Our team of tech experts put together these four tips that will help you get the perfect photo the first time, every time, so you can then put your phone away and be in the now for those unforgettable moments that matter.
- The right light is everything.
Take a few still pictures before the game begins to see what you’re dealing with. If the scene appears too dim, increase the exposure to allow more light into the sensor. You can do this on most iPhones by tapping on an image until a square appears, then tapping the sun icon next to it and dragging the slider up until you’ve got a brighter image. On Androids, tap the screen and the sun icon will appear, allowing you to drag the slider until your image brightens. If the big game is taking place indoors, be sure to turn off the flash so you don’t distract the players!
- Use burst mode to help capture the perfect action shot.
Your phone’s camera was built to be a great general camera – not a specialty device for taking action shots. Still, if you want to capture your kid in motion, turn on burst mode. Burst mode allows your phone to shoot multiple frames per second, increasing your likelihood of getting at least one or two clear shots. On most iPhones and Samsung phones, burst mode shooting occurs when you hold down the shutter button. You can also check your camera settings to switch into burst mode. If it turns out your phone doesn’t have it, you can download any number of burst apps for iOS and Android.

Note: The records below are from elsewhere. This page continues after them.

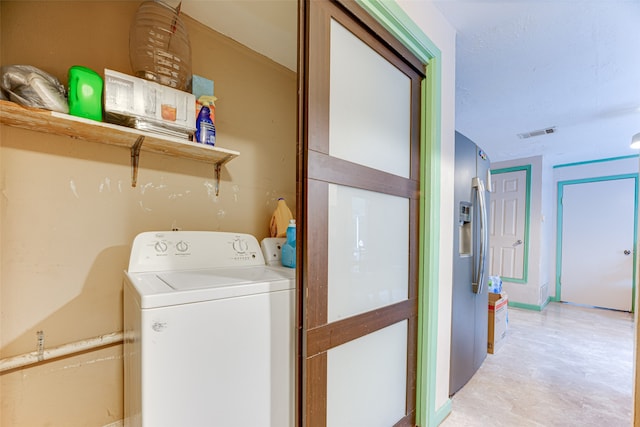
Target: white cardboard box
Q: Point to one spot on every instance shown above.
(127, 96)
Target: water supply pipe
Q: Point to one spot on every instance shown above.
(76, 347)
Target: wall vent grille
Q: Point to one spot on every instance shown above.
(539, 132)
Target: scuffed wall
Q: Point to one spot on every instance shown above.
(68, 212)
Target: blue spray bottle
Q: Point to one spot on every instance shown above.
(289, 247)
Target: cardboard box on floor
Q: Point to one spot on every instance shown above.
(497, 321)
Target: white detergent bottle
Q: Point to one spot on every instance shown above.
(289, 247)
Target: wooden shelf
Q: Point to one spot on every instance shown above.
(56, 123)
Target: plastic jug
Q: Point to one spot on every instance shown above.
(280, 219)
(289, 247)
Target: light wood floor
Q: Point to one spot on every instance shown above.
(564, 366)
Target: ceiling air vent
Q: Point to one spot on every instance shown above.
(539, 132)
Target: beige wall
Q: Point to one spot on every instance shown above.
(68, 212)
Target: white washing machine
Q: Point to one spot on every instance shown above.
(272, 252)
(209, 333)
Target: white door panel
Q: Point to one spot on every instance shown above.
(509, 213)
(597, 229)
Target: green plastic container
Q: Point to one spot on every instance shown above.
(85, 93)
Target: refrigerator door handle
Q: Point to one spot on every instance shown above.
(478, 279)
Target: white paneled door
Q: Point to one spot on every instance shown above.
(596, 264)
(359, 197)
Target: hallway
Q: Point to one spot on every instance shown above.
(565, 366)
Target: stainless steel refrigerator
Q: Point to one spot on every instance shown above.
(470, 262)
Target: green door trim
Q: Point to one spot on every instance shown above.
(390, 15)
(561, 185)
(527, 220)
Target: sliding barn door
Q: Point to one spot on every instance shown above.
(359, 187)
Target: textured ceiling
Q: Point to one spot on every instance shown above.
(521, 66)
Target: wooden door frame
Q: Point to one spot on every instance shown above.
(527, 220)
(393, 18)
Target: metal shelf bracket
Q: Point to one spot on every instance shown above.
(135, 158)
(218, 166)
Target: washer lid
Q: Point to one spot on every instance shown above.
(170, 288)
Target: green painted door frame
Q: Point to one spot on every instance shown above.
(398, 23)
(559, 219)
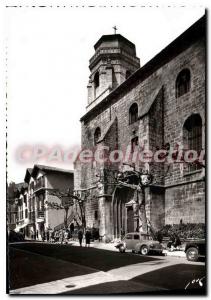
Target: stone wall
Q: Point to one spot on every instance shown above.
(161, 119)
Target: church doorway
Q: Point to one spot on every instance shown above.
(123, 214)
(130, 219)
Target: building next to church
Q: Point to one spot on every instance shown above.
(161, 103)
(34, 215)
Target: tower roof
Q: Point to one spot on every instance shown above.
(115, 40)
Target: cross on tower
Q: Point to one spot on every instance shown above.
(115, 29)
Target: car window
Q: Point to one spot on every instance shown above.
(129, 236)
(146, 237)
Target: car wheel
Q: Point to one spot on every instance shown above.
(192, 254)
(144, 250)
(121, 249)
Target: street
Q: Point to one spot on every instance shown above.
(41, 268)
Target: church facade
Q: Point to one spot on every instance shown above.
(158, 106)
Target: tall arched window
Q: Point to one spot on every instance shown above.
(192, 136)
(96, 80)
(97, 135)
(183, 83)
(133, 113)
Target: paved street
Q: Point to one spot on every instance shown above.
(37, 268)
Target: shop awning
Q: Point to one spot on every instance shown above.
(17, 229)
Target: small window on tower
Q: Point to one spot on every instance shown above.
(97, 135)
(96, 80)
(128, 73)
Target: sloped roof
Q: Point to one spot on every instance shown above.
(28, 175)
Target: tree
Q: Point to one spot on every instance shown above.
(133, 179)
(69, 199)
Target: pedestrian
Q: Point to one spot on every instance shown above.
(88, 238)
(61, 236)
(43, 236)
(80, 237)
(66, 234)
(72, 228)
(56, 236)
(52, 236)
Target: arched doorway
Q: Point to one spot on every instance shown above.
(123, 212)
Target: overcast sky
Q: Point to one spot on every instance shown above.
(48, 54)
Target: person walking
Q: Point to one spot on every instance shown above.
(66, 235)
(43, 236)
(88, 238)
(80, 237)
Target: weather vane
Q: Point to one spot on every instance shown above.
(115, 29)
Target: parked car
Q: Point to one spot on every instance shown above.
(139, 243)
(195, 249)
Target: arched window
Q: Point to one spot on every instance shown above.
(96, 80)
(133, 113)
(128, 73)
(183, 83)
(192, 136)
(97, 135)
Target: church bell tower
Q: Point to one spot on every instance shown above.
(113, 62)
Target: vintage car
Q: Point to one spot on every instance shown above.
(195, 249)
(139, 243)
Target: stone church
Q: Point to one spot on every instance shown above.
(161, 103)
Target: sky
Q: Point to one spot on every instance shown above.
(48, 52)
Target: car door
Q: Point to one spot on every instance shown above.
(129, 241)
(136, 240)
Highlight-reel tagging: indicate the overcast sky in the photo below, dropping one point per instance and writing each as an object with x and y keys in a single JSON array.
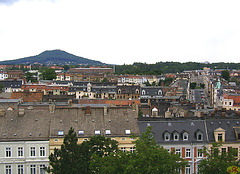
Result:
[{"x": 123, "y": 31}]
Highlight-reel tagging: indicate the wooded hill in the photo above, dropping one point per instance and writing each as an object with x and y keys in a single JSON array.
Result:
[
  {"x": 53, "y": 57},
  {"x": 170, "y": 67}
]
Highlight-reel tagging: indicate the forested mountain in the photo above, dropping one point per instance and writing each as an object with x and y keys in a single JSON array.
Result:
[
  {"x": 57, "y": 57},
  {"x": 170, "y": 67}
]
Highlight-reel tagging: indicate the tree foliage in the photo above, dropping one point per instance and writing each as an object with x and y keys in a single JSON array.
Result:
[
  {"x": 217, "y": 162},
  {"x": 225, "y": 75},
  {"x": 75, "y": 158}
]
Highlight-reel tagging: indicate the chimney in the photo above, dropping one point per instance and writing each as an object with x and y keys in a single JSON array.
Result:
[
  {"x": 88, "y": 110},
  {"x": 21, "y": 112},
  {"x": 105, "y": 110},
  {"x": 70, "y": 102}
]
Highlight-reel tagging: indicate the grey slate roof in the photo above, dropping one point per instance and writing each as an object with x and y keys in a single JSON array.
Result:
[{"x": 159, "y": 127}]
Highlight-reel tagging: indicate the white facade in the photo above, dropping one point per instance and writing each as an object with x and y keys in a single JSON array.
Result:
[{"x": 24, "y": 157}]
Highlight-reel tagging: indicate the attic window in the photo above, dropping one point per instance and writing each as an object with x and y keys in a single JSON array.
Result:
[
  {"x": 185, "y": 136},
  {"x": 167, "y": 136},
  {"x": 128, "y": 132},
  {"x": 60, "y": 133},
  {"x": 80, "y": 132},
  {"x": 108, "y": 132},
  {"x": 97, "y": 132}
]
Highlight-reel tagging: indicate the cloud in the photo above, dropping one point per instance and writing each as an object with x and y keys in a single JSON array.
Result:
[{"x": 7, "y": 2}]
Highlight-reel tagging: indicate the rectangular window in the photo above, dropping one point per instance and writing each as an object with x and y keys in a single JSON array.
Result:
[
  {"x": 20, "y": 169},
  {"x": 224, "y": 150},
  {"x": 178, "y": 151},
  {"x": 188, "y": 153},
  {"x": 8, "y": 152},
  {"x": 200, "y": 153},
  {"x": 188, "y": 169},
  {"x": 32, "y": 169},
  {"x": 20, "y": 151},
  {"x": 32, "y": 151},
  {"x": 219, "y": 137},
  {"x": 42, "y": 151},
  {"x": 42, "y": 171},
  {"x": 8, "y": 169}
]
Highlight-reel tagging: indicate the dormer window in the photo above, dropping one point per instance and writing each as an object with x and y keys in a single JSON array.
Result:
[
  {"x": 160, "y": 92},
  {"x": 128, "y": 132},
  {"x": 167, "y": 136},
  {"x": 60, "y": 133},
  {"x": 199, "y": 135},
  {"x": 219, "y": 134},
  {"x": 185, "y": 136},
  {"x": 175, "y": 136},
  {"x": 108, "y": 132},
  {"x": 97, "y": 132}
]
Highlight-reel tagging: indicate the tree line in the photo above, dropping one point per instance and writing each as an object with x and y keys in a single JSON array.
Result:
[
  {"x": 101, "y": 155},
  {"x": 170, "y": 67}
]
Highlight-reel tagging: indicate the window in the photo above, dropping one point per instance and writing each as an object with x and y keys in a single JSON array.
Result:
[
  {"x": 8, "y": 151},
  {"x": 80, "y": 132},
  {"x": 60, "y": 133},
  {"x": 32, "y": 169},
  {"x": 8, "y": 169},
  {"x": 42, "y": 171},
  {"x": 224, "y": 150},
  {"x": 20, "y": 151},
  {"x": 185, "y": 136},
  {"x": 108, "y": 132},
  {"x": 97, "y": 132},
  {"x": 123, "y": 149},
  {"x": 132, "y": 149},
  {"x": 188, "y": 153},
  {"x": 200, "y": 153},
  {"x": 42, "y": 151},
  {"x": 219, "y": 137},
  {"x": 187, "y": 169},
  {"x": 32, "y": 151},
  {"x": 199, "y": 136},
  {"x": 178, "y": 152},
  {"x": 175, "y": 136},
  {"x": 167, "y": 136},
  {"x": 127, "y": 132},
  {"x": 20, "y": 169}
]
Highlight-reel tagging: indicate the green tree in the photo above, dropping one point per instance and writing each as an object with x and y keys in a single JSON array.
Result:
[
  {"x": 193, "y": 85},
  {"x": 1, "y": 87},
  {"x": 225, "y": 75},
  {"x": 66, "y": 67},
  {"x": 75, "y": 158},
  {"x": 217, "y": 162},
  {"x": 49, "y": 74},
  {"x": 148, "y": 157}
]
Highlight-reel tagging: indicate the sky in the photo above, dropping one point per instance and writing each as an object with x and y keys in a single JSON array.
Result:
[{"x": 123, "y": 31}]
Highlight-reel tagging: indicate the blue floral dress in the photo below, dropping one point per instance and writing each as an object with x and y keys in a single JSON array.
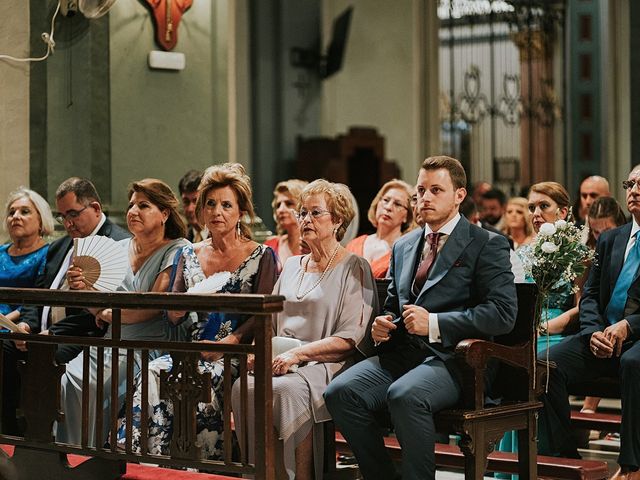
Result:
[{"x": 255, "y": 275}]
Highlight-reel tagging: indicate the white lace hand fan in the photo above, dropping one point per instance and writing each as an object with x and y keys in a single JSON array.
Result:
[
  {"x": 211, "y": 284},
  {"x": 104, "y": 262}
]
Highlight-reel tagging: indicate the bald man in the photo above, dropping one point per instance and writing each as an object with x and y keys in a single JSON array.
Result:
[{"x": 590, "y": 189}]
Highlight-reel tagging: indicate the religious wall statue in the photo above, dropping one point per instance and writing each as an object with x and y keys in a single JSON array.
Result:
[{"x": 167, "y": 15}]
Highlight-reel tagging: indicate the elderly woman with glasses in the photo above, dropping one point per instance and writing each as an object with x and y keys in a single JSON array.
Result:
[
  {"x": 391, "y": 214},
  {"x": 330, "y": 301}
]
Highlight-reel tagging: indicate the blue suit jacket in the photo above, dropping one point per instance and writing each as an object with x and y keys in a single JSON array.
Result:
[
  {"x": 602, "y": 280},
  {"x": 470, "y": 286}
]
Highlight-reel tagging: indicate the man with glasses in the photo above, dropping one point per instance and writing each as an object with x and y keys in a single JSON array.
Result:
[
  {"x": 79, "y": 210},
  {"x": 606, "y": 344},
  {"x": 591, "y": 189},
  {"x": 188, "y": 187}
]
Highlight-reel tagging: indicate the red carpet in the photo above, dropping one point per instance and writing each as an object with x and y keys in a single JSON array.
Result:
[{"x": 141, "y": 472}]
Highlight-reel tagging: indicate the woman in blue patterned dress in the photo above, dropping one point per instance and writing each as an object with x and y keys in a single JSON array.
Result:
[
  {"x": 27, "y": 220},
  {"x": 224, "y": 197}
]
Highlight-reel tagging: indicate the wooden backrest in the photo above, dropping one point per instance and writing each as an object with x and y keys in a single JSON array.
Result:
[{"x": 42, "y": 376}]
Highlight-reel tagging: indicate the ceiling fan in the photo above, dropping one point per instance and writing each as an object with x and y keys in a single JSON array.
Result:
[{"x": 89, "y": 8}]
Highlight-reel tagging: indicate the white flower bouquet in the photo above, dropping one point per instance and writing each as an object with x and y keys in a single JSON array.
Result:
[
  {"x": 554, "y": 260},
  {"x": 556, "y": 257}
]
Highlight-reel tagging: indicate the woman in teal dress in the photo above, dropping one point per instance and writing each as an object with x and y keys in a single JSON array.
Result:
[
  {"x": 28, "y": 220},
  {"x": 548, "y": 203}
]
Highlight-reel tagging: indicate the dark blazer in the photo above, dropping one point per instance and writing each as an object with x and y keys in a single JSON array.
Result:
[
  {"x": 602, "y": 280},
  {"x": 470, "y": 287},
  {"x": 78, "y": 322},
  {"x": 493, "y": 229}
]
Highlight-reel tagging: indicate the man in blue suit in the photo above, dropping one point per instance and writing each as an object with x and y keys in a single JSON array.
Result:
[
  {"x": 80, "y": 211},
  {"x": 606, "y": 344},
  {"x": 449, "y": 281}
]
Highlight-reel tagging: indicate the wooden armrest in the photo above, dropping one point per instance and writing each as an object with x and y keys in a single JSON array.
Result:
[
  {"x": 473, "y": 356},
  {"x": 476, "y": 353}
]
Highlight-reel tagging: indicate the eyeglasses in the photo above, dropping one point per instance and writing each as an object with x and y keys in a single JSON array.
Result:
[
  {"x": 315, "y": 213},
  {"x": 391, "y": 203},
  {"x": 71, "y": 215}
]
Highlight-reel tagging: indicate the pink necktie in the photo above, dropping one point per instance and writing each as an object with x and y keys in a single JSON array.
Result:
[{"x": 423, "y": 270}]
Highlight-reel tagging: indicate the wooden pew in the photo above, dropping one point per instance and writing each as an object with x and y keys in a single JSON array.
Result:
[
  {"x": 450, "y": 456},
  {"x": 38, "y": 455}
]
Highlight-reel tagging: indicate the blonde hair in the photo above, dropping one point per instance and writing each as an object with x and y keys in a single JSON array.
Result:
[
  {"x": 231, "y": 175},
  {"x": 524, "y": 203},
  {"x": 39, "y": 203},
  {"x": 161, "y": 195},
  {"x": 400, "y": 185},
  {"x": 338, "y": 198},
  {"x": 292, "y": 187}
]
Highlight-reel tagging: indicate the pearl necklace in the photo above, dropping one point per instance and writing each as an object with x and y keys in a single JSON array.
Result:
[{"x": 324, "y": 272}]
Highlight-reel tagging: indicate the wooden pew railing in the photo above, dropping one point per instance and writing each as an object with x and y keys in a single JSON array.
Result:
[
  {"x": 479, "y": 425},
  {"x": 38, "y": 455}
]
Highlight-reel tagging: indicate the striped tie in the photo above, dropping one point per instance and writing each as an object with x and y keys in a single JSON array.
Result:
[{"x": 618, "y": 299}]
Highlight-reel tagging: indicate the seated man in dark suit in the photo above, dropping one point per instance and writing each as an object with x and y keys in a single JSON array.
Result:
[
  {"x": 606, "y": 344},
  {"x": 80, "y": 211},
  {"x": 449, "y": 281}
]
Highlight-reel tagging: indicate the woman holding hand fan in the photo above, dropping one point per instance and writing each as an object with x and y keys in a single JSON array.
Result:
[
  {"x": 228, "y": 261},
  {"x": 158, "y": 231}
]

- Resist the urge to zoom in.
Zooming – where you pinch on a figure and the figure becomes larger – doesn’t work quite the same way on your phone as it does with a traditional camera lens. It’s just blowing up one portion of the image, to the detriment of the image’s overall quality. Don’t be afraid to get as close as you can to the action. Then, once you’ve captured the image, crop the photo for a dramatic framing.
- Save the editing for later.
Take as many shots as you want, but then put your phone away and save the cropping, zooming and red-eye correction for later.